Friday, March 24, 2006

To scapegoat or not to scapegoat, that is the question

The latest attempt to scapegoat gay and lesbian people for the challenges facing the Anglican Communion came this past week at the meeting of the Episcopal Church's House of Bishops.

Ruth Gledhill reports in the London Times that the Bishop of Exeter, apparently speaking on behalf of the Archbishop of Canterbury, warned our bishops "that any further consecration of those in a same sex relationship, any authorisation of any person to undertake same sex blessings, any stated intention not to seriously engage with the Windsor Report, will be read very widely as a declaration not to stay with the communion." He added that failure to head this warning would mean the end of Anglican-Roman Catholic and Anglican-Muslim dialogues.

No doubt, many people will wonder how those of us in the Diocese of California should respond to these dire predictions. Three of our nominees for bishop are partnered gay or lesbian clergy. How seriously should we take the Bishop of Exeter's admonishment as we discern whom God is calling to be our next bishop? If we elected Michael Barlowe+, Bonnie Perry+, or Robert Taylor+, would we be responsible for a rupture in the Anglican Communion?

It seems to me that the Bishop of Exeter's comments were rooted in fear and anxiety. And that is never the place from which the Holy Spirit speaks. As we in the Diocese of California consider the well-qualified slate of nominees from which we must choose, our decision must be guided by a sense of who will best help us to engage the Church's mission of reconciliation, embodying God's love for absolutely everybody revealed in Christ Jesus. We must act from a place of peace, joy, and hope. And we must act with courage, because faithfulness entails risk.

The risk is that the election of our next bishop will force the Anglican Communion to come to terms with its complicitly in the scapegoating of LGBT people and the violence and death it entails. The risk here is that the 30 year-long battle by fundamentalists to undermine the Episcopal Church will be seen as the institutional power grab that it really is. The risk here is that the sundering of the Anglican Communion is the cost of discipleship that we must bear for refusing to practice the very scapegoating over which Jesus triumphed in his death and resurrection.

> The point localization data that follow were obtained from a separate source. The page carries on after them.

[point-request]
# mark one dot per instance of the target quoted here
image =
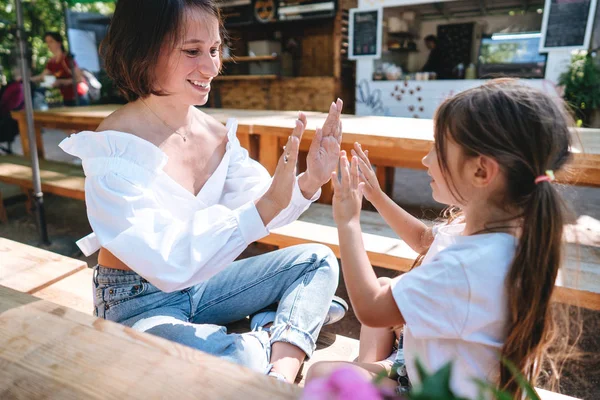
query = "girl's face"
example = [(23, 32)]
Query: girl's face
[(52, 44), (187, 70), (439, 184)]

Once again, we have been presented with the false options of either preserving the unity of the church, or else honoring our baptismal covenant by respecting the dignity of every human being. I believe that God is calling us to a much more challenging way forward: the way of the cross. It is far more difficult to stay together without scapegoating anyone, than it is to demonize LGBT people. Can we refuse the temptation of scapegoating and still remain together in the Anglican Communion? That is the real question that the Bishop of Exeter should be asking. The Diocese of California will answer that question with a resounding "Yes!,"
no matter who our next bishop turns out to be.